Quoi qu’en disent les Anglais, il est trop occupé chez lui pour être un voisin dangereux. Des provinces toujours prêtes à se mutiner, des rebelles à désarmer, des envieux à contenir, des zizanies, des querelles à étouffer, un trésor public qu’enrichissaient la guerre et le pillage et que la paix appauvrit, une pénurie d’argent, des embarras dont on ne se tire que par des mesures fiscales, insupportables à des populations qui eurent toujours la haine du fisc, ces mécontentemens accrus par la jalousie qu’inspirent à toutes les autres tribus les compatriotes du souverain, ses chers Baggaras qui possèdent seuls sa confiance et à qui il réserve toutes ses faveurs, voilà quelques-unes des difficultés contre lesquelles se débat le nouveau mahdi, et, comme on voit, il a beaucoup d’affaires sur les bras.

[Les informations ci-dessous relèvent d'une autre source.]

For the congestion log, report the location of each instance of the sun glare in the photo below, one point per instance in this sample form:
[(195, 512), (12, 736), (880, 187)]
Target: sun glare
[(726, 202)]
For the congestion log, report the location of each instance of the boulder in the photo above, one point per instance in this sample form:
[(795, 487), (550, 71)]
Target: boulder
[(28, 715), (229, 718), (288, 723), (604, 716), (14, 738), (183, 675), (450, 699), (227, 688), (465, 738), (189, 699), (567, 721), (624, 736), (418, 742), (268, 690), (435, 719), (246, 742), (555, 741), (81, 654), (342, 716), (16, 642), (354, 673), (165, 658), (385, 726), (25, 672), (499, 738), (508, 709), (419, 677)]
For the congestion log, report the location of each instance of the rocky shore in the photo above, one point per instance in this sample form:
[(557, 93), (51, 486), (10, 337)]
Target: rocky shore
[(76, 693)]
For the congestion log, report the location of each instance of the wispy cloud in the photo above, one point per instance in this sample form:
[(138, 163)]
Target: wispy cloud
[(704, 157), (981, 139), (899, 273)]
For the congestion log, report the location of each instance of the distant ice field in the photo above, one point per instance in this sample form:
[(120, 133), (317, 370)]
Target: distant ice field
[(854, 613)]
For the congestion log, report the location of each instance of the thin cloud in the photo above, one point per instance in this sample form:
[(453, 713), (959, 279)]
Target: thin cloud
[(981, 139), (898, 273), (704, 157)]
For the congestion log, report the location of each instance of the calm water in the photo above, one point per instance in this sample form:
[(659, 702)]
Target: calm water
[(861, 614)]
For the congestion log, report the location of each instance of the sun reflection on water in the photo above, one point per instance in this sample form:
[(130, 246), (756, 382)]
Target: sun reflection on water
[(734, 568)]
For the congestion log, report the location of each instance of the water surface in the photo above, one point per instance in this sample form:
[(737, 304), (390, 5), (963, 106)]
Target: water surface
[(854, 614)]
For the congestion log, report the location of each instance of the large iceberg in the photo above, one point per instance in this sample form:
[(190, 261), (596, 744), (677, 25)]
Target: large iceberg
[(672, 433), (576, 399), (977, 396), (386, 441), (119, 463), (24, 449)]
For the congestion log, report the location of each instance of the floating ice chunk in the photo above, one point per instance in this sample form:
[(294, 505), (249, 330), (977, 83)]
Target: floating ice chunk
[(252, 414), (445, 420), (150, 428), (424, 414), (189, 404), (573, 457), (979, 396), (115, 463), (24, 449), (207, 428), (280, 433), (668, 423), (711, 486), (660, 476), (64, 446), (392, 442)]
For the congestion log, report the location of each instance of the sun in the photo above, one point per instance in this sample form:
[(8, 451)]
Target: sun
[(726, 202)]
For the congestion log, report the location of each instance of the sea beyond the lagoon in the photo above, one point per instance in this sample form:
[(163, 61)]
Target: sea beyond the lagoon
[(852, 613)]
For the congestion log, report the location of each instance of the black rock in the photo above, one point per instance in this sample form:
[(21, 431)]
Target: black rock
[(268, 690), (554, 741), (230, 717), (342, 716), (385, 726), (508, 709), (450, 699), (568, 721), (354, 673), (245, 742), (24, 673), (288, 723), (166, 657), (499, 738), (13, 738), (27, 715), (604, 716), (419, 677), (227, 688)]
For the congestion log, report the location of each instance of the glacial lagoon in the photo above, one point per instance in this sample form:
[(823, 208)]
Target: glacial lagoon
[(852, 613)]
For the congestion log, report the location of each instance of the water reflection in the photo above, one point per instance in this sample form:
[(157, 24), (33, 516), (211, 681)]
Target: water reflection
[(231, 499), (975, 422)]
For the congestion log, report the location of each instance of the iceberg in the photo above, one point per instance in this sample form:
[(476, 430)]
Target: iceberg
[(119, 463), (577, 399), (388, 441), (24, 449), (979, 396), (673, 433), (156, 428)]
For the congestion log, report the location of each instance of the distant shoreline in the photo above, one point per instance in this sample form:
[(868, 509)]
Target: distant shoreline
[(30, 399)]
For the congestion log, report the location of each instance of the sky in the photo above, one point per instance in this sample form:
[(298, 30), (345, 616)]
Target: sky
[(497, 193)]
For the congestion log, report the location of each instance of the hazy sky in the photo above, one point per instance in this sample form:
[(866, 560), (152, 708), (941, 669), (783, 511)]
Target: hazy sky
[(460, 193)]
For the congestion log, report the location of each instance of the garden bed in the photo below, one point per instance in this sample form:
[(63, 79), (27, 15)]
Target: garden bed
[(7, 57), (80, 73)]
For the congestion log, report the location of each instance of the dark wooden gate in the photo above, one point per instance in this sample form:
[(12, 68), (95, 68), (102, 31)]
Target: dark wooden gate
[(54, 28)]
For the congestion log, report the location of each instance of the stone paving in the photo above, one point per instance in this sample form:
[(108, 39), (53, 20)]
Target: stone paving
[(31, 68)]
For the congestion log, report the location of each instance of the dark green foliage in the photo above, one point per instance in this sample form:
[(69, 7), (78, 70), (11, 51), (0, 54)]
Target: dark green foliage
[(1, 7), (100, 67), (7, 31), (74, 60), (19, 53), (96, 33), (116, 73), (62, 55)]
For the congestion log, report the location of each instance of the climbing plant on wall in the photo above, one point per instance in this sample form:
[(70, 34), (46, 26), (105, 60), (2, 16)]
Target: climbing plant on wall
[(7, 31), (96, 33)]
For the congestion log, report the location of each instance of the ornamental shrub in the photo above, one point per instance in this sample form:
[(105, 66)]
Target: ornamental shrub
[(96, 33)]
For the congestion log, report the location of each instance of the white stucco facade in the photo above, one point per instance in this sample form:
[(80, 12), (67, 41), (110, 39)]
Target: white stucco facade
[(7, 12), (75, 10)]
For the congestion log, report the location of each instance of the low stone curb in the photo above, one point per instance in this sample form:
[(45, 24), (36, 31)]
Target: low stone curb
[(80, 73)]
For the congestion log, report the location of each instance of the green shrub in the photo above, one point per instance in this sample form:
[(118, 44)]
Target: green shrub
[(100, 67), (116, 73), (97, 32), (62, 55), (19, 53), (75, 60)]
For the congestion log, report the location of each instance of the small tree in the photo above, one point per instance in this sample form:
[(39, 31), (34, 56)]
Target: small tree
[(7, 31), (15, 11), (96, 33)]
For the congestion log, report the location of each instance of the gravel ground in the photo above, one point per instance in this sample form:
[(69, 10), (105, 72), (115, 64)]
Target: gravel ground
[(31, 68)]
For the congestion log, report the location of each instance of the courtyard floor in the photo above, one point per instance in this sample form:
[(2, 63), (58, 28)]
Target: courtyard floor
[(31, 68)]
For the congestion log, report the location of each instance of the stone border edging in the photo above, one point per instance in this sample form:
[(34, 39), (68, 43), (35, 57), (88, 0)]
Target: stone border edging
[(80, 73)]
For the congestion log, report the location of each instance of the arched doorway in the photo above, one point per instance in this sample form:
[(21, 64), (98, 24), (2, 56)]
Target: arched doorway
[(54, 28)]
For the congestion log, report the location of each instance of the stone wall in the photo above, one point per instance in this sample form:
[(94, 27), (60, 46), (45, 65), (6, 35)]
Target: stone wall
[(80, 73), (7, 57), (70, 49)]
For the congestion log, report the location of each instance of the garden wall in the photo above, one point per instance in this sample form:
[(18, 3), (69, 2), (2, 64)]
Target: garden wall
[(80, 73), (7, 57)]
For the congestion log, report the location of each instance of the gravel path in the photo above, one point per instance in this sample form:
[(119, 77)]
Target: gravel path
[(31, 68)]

Voulût-il chercher dans quelque entreprise guerrière un dérivatif à ses embarras, rien ne prouve qu’il réussît à entraîner ses derviches. Ce sont aujourd’hui des gens désabusés. Ils se sont battus jadis par enthousiasme religieux ; on leur promettait le paradis, et ce paradis s’en est allé en fumée. Ils rêvèrent ensuite de massacres et de butins ; ils ont découvert que leur maître gardait presque tout pour lui, qu’ils n’avaient que ses rebuts. Désormais il ne les retient dans le devoir que par la peur, et la peur n’est pas une passion de soldats. Dans les dernières rencontres, on les a vus déserter en foule des drapeaux qui ne sont plus pour eux que l’emblème de leur servitude.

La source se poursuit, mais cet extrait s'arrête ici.